Companies are eager to jump on the AI hype train to hopefully attract venture capital funding. Director of Engineering Liz Maida emphasized that companies “can't just apply machine learning and AI on data that hasn't been set up well to begin with.” The actual normalization and understanding the cleanliness of data has to act as a foundational layer first before firms can apply algorithms to gather more intelligence from the data, she added.
It is common for security analysts to correlate events from web gateways, endpoint attachment software, phishing emails, and more. If an organization can’t understand the data extracted from those events, then it is more difficult for them to understand how these are “connected in some unique way” or it would “suggest the presence of a potential malicious actor.”
Alternatively, AI-enabled systems lack the ability to explain why they block or flag certain files, making it a problematic issue in companies, Bud Ilic noted via CSO, a resource for data security executives. Therefore, AI is not a complete solution to curbing cyber threats. Security measures must be multifaceted, regardless of how powerful the technology is. Specialized security staff must be trained to discern and analyze emerging suspicious patterns.

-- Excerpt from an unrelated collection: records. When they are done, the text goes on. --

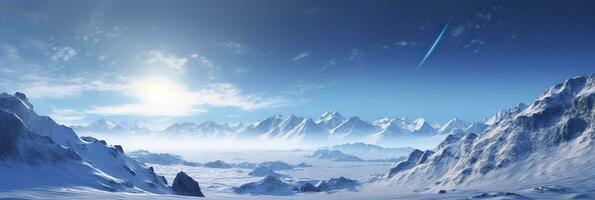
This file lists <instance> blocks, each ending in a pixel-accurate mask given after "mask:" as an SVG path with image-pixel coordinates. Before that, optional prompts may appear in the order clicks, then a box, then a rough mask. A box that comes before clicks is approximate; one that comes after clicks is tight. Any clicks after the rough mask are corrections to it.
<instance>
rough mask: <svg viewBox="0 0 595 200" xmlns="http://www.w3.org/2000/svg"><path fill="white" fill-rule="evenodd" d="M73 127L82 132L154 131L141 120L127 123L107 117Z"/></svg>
mask: <svg viewBox="0 0 595 200" xmlns="http://www.w3.org/2000/svg"><path fill="white" fill-rule="evenodd" d="M72 129H73V130H74V131H76V132H78V133H80V134H88V133H96V134H151V133H153V132H154V131H152V130H151V129H149V128H147V127H146V126H145V125H144V124H142V123H141V122H132V123H126V122H117V121H112V120H106V119H100V120H96V121H94V122H91V123H90V124H89V125H87V126H73V127H72Z"/></svg>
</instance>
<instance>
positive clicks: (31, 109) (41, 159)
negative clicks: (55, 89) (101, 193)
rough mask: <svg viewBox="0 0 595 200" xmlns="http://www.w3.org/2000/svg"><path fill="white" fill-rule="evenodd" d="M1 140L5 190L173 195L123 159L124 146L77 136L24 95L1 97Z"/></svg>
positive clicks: (151, 175) (148, 171) (71, 130)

Even if AI-enabled endpoints and systems promise to stop incoming threats, keeping them up to date and patched is vital in repelling cyberattacks.
We can’t deny the benefits of AI in cybersecurity, but we also have to acknowledge its imperfections and limitations. Enterprises should not solely rely on AI and machine learning to safeguard their data or systems. It’s possible for AI to become the panacea to security threats in the future. But for now, it is just a part of a solution, not an ultimate solution to threats.